In the figure above, we compare the simulation times of the wflow_sbm model in three large river basins used by the Dutch government (RWS) for operational forecasting, risk assessment and climate impact studies. All I/O operations are excluded from the timing, to allow for a clean comparison between the Python and Julia versions of the model. The three models are built using HydroMT-wflow (Eilander et al., 2022) at a 0.008333 degree resolution (~1km) and a daily timestep and are forced with 5 years of ERA5 data (2000-2005). The simulations have been performed on a desktop with an Intel Xeon Gold 6144 CPU (with 4 cores, 4 threads exposed to the user) and 16GB RAM.

This figure highlights that the switch to Julia already resulted in substantial gains in simulation times, independent of the size of the simulated basin. When more threads are enabled, simulations times decrease even further, and lead to a model that is 4-5 times quicker in performing simulations than with the original Python code. While these are already substantial gains, we aim to further speed up the model code (through more enhanced parallelization and using MPI), to allow for simulations at even larger regions (e.g. Continental Europe) and/or even higher resolutions.


Eilander, D., Van Verseveld, W. J., Yamazaki, D., Weerts, A. H., Winsemius, H. C., and Ward, P. J. (2021).
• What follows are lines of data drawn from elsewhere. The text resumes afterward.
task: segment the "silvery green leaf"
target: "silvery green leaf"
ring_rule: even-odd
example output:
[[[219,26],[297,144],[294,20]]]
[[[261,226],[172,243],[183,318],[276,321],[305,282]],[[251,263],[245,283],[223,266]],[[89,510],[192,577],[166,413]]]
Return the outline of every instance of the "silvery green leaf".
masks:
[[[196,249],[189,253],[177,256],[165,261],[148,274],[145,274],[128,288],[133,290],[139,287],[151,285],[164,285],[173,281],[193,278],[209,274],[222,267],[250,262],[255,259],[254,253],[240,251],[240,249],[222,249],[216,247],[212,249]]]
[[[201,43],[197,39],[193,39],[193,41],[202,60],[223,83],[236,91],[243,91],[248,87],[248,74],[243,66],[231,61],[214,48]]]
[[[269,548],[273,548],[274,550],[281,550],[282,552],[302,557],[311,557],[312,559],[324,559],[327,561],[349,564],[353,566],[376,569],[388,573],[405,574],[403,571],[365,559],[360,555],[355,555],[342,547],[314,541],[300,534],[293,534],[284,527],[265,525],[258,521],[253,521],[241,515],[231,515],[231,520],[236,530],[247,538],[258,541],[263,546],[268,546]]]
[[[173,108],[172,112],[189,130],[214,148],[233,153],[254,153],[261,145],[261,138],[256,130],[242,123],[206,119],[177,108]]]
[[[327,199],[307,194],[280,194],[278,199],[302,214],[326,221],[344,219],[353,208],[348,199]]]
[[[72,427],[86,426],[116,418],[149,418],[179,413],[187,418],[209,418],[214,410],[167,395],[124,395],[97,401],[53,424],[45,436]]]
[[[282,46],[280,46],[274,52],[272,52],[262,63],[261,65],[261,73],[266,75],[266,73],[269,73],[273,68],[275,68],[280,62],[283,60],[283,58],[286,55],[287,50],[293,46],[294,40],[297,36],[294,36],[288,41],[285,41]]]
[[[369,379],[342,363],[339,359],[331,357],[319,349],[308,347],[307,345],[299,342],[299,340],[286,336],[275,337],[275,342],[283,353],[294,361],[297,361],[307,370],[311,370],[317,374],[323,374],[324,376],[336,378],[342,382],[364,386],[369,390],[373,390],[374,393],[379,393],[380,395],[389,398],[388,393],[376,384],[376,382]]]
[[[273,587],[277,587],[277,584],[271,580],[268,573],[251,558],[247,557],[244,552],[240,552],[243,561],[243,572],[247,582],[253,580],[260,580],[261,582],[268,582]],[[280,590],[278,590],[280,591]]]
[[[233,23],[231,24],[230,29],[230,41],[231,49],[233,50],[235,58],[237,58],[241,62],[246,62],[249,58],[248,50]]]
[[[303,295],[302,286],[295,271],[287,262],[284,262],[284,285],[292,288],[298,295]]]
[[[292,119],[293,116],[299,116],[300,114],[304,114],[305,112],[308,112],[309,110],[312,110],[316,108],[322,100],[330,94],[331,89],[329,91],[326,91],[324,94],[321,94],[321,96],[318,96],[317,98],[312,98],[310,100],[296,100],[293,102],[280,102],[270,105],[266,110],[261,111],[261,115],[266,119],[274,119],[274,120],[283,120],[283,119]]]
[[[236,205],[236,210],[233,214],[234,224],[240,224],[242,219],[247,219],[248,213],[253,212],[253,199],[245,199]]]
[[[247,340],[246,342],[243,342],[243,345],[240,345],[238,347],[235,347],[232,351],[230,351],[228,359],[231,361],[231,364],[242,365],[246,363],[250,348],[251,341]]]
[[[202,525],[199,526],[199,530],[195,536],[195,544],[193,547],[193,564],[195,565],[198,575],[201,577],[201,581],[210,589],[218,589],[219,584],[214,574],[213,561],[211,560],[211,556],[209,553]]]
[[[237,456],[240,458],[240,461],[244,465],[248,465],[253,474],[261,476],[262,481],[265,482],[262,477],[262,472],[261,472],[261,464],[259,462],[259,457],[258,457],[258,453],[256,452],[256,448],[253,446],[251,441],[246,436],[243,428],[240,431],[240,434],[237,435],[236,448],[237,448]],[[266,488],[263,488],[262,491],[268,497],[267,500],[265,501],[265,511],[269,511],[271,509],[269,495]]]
A hydrography upscaling method for scale-invariant parametrization of distributed hydrological models. Hydrology and Earth System Sciences, 25(9), 5287-5313.

Eilander, D., Boisgontier, H., van Verseveld, W. J., Bouaziz, L., and Hegnauer, M. (2022). hydroMT-wflow (v0.1.4). Zenodo.

Imhoff, R. O., van Verseveld, W. J., van Osnabrugge, B., and Weerts, A. H. (2020). Scaling Point-Scale (Pedo)transfer Functions to Seamless Large-Domain Parameter Estimates for High-Resolution Distributed Hydrologic Modeling: An Example for the Rhine River. Water Resources Research, 56, e2019WR026807.

Karssenberg, D., Schmitz, O., Salamon, P., de Jong, K., and Bierkens, M. F. P. (2010). A software framework for construction of process-based stochastic spatio-temporal models and data assimilation, Environmental Modelling & Software 25(4), 489-502.

van Verseveld, W. J., Visser, M., Bootsma, H., Boisgontier, H., and Bouaziz, L. (2022). Wflow.jl (v0.5.2). Zenodo.